Segerfeldt notes that “For political reasons, the price of water is simply too low…in practice, we have a situation where supply is too low to reach the poor, with the effect that more than a billion poor people have to pay through the nose for poor-quality water, thereby risking disease and death.”

He further argues that placing the water supply under market discipline will benefit the poor more than any other group. Not only does Segerfeldt cite evidence showing that the inefficiency of state-owned utilities in several countries leads to the poor paying more for water, but he also outlines how the natural monopoly problem can be solved by instituting rules for the quality of the water supply and by supplying vouchers to means-tested households. In any case, sans state controls on access to natural water sources, the profit incentive for a commercial water supplier would keep prices reasonably low since exorbitant fees would surely lead to people bypassing the water company and getting their supply elsewhere.

Applying market principles to water production and distribution can solve most, if not all, of the Caribbean’s water deficiencies.

Even so, given the small size of the Caribbean islands, privatization might appear to be a non-starter. Yet the first water supply in Jamaica was, in fact, a private initiative when planter Roger Elleston built an aqueduct to carry water from his estate to the town of Kingston in 1776. Jamaica also had one of the first piped water systems in the Western Hemisphere, with the Falmouth Water Works Company established in 1799 to supply the town of Falmouth and ships bringing slaves and supplies to the sugar colony. And an 1858 report from Barbados notes that the capital, Bridgetown, got most of its water from a spring located in the Bay Estate, which supplied 289,000 gallons every 24 hours, with the owners of the property selling the water to persons who in turn carted it around the town in casks to be sold at four gallons for a penny.

However, modern-day initiatives to establish public-private partnerships have usually foundered on political shoals. In 2014, such a proposal was rejected in Jamaica on the basis that due to the country’s uncertain economic prospects, the government could not provide guarantees to the private partner. In Trinidad, the government contracted the British firm Severn Trent to turn the utility around in 1996, but that contract ended after three years and, two decades later, WASA is still overstaffed and subsidized to the tune of $285 million annually to supply water to 1.3 million people occupying 1,864 square miles of land.

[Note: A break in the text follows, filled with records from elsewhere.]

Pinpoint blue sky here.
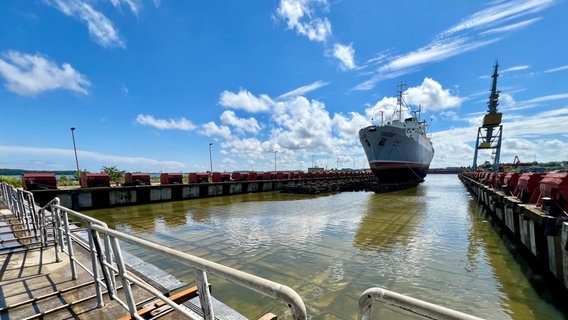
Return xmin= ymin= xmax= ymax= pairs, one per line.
xmin=0 ymin=0 xmax=568 ymax=172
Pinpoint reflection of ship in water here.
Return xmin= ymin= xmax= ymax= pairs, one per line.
xmin=354 ymin=188 xmax=426 ymax=252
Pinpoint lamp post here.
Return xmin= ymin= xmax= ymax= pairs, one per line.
xmin=71 ymin=128 xmax=81 ymax=178
xmin=209 ymin=143 xmax=213 ymax=173
xmin=274 ymin=150 xmax=278 ymax=172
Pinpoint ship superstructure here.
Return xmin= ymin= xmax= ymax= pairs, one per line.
xmin=359 ymin=84 xmax=434 ymax=184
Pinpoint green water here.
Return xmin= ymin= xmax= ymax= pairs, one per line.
xmin=85 ymin=175 xmax=565 ymax=319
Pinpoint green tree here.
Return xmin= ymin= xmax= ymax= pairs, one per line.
xmin=101 ymin=166 xmax=126 ymax=182
xmin=0 ymin=176 xmax=22 ymax=188
xmin=73 ymin=170 xmax=89 ymax=181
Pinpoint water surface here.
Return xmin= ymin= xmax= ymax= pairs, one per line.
xmin=86 ymin=175 xmax=564 ymax=319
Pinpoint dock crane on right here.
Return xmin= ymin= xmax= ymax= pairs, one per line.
xmin=472 ymin=62 xmax=503 ymax=172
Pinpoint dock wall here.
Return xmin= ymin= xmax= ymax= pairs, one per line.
xmin=30 ymin=174 xmax=375 ymax=211
xmin=460 ymin=174 xmax=568 ymax=290
xmin=32 ymin=181 xmax=286 ymax=210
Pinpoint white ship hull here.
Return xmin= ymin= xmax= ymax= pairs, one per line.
xmin=359 ymin=122 xmax=434 ymax=183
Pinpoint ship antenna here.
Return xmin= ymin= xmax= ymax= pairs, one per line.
xmin=397 ymin=81 xmax=406 ymax=121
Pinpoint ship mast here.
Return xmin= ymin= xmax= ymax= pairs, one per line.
xmin=396 ymin=81 xmax=406 ymax=121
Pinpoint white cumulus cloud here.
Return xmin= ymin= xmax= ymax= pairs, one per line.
xmin=333 ymin=43 xmax=357 ymax=70
xmin=0 ymin=51 xmax=90 ymax=96
xmin=136 ymin=114 xmax=196 ymax=131
xmin=276 ymin=0 xmax=331 ymax=42
xmin=44 ymin=0 xmax=125 ymax=47
xmin=219 ymin=89 xmax=274 ymax=113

By contrast, in the 30 inhabited islands of the Bahamas, desalination plants have been built and operated by a private company and, even though they had the same low rainfall as other Caribbean countries, the Bahamas islands have experienced less potent water shortage issues.

Despite continual complaints from Caribbean citizens about unreliable water supplies and regular lock-offs, recommendations typically center around more of the same: government-funded improvements to infrastructure and management. But, as Segerfeldt asserts, “A public authority lacks incentives for reaching as many users as possible. A company operating on a commercial basis earns money for each new customer and therefore wants to reach as many users as possible.”

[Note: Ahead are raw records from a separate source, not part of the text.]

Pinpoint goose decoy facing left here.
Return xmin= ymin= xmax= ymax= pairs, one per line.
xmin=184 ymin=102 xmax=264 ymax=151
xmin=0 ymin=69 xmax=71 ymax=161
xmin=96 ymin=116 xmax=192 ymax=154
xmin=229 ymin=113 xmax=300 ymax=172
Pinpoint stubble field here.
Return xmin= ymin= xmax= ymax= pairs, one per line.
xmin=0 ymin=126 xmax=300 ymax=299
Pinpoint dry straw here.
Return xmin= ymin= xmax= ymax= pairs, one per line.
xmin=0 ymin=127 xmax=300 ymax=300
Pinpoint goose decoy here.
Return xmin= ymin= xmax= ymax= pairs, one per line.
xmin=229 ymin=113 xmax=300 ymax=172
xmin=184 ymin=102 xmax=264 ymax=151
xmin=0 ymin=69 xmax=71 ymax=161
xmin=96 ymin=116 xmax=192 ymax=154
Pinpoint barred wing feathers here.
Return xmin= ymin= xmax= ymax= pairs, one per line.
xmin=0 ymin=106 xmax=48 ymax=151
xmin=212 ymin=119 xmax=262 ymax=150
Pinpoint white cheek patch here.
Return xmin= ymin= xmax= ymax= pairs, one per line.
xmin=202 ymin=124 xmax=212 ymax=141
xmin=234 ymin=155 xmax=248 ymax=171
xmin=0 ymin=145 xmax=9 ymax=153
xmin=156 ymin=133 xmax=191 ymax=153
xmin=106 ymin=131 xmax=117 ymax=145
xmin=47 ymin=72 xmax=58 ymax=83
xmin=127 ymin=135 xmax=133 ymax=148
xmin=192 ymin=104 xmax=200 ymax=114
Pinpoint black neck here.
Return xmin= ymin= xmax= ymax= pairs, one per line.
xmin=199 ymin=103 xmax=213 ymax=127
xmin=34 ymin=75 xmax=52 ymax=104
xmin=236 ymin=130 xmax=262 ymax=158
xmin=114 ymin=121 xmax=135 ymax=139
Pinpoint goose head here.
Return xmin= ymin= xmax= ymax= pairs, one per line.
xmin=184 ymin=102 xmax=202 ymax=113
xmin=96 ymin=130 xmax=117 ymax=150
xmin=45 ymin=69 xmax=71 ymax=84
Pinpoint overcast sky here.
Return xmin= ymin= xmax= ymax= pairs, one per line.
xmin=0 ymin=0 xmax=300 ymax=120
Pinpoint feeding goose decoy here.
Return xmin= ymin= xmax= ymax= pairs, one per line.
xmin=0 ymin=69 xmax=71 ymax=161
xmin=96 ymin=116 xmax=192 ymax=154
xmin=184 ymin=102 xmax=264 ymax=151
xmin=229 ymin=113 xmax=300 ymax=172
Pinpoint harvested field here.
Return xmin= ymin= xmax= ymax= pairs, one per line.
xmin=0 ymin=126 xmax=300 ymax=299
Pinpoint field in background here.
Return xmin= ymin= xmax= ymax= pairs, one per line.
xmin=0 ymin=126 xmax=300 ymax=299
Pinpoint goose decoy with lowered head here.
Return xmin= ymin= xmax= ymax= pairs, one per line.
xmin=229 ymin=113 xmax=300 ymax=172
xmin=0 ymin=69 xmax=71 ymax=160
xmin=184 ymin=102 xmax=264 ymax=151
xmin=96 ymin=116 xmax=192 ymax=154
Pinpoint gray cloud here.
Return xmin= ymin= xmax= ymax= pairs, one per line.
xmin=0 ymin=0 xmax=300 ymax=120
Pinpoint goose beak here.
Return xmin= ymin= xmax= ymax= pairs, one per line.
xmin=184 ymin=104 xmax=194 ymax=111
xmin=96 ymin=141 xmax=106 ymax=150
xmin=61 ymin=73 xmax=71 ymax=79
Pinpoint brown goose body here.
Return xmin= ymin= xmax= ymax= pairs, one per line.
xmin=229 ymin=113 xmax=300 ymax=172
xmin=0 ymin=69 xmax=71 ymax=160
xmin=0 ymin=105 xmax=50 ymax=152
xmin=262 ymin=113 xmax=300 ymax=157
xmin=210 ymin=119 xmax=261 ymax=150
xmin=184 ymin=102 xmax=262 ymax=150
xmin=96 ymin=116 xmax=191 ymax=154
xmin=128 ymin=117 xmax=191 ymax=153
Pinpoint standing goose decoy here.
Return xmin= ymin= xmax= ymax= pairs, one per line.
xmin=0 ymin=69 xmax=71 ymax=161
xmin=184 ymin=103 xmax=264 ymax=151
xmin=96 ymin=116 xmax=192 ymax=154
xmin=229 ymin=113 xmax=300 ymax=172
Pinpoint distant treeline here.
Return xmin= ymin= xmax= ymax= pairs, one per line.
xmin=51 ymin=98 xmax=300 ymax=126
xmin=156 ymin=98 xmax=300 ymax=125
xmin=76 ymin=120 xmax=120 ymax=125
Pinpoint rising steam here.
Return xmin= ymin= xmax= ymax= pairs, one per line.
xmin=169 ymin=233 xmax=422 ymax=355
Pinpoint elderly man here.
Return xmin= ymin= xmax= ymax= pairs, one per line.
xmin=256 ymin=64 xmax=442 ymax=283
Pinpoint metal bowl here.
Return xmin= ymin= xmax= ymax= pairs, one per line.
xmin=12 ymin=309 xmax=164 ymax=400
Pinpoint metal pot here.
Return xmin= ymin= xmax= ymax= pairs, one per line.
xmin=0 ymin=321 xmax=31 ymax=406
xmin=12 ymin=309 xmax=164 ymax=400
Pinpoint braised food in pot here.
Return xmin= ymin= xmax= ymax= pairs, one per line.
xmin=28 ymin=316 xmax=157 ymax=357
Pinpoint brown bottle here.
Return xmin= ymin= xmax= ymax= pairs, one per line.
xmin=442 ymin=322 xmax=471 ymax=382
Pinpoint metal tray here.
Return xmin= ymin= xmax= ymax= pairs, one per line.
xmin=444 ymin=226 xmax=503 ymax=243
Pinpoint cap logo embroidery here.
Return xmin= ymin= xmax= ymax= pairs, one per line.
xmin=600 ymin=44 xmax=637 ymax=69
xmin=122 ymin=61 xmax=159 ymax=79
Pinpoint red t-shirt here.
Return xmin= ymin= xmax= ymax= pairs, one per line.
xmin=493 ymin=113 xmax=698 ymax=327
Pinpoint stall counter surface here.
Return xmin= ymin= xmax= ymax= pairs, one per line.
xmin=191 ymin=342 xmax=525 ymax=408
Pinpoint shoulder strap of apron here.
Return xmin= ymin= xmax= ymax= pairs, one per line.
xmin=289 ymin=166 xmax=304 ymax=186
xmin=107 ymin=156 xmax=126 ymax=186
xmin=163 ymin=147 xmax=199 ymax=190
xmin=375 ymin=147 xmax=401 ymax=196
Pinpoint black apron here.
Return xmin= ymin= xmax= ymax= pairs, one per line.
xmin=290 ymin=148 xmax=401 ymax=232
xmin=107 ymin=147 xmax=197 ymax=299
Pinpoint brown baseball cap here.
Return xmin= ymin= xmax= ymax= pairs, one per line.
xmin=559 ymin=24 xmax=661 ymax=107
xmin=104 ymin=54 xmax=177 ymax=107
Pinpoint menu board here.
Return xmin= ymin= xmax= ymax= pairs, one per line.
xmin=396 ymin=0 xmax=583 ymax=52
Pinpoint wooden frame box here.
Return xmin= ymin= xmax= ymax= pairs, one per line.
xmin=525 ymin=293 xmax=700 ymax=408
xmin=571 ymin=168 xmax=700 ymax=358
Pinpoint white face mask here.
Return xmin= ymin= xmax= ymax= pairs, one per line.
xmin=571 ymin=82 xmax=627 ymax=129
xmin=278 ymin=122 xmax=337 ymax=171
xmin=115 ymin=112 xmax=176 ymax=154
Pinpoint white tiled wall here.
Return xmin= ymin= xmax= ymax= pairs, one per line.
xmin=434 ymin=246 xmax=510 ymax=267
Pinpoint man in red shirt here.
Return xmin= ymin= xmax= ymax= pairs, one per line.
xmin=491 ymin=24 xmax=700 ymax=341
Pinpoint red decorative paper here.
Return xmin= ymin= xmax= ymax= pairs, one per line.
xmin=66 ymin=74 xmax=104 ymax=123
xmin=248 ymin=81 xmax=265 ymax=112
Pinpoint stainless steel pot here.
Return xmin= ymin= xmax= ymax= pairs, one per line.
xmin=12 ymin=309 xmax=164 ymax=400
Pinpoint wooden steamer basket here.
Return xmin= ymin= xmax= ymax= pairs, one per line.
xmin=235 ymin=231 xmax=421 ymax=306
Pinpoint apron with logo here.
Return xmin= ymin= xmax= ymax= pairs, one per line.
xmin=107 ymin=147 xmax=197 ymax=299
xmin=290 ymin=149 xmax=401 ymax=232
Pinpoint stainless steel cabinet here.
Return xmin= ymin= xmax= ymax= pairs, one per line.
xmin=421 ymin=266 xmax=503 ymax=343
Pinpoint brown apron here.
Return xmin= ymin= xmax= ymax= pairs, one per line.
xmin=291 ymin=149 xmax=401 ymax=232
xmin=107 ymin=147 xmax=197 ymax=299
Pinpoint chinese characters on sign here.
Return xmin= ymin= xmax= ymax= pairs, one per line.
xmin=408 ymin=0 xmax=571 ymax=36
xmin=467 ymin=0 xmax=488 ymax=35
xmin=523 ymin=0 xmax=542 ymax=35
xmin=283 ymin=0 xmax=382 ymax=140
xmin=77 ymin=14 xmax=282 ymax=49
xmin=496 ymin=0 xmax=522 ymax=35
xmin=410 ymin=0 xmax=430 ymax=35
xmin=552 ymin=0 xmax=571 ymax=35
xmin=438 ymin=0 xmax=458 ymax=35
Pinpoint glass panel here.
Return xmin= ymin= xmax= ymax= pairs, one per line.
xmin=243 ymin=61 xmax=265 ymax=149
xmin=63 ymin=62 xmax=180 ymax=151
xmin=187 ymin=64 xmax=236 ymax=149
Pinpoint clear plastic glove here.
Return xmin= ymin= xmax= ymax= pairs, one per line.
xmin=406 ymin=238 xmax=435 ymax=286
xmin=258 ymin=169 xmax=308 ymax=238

Privatization Prevents Deaths

Applying market principles to water production and distribution can solve most, if not all, of the Caribbean’s water deficiencies. And if such initiatives are successful in these small islands, they are even more likely to work in larger nations.

“In poor countries with private investments in the water sector, more people have access to water than those without such investments,” Segerfeldt notes. But because 97 percent of water distribution is handled by state monopolies worldwide, more than a billion people contract water-borne diseases every year, with three million children dying from cholera and other diarrheal conditions.

Privatizing water could help save those lives.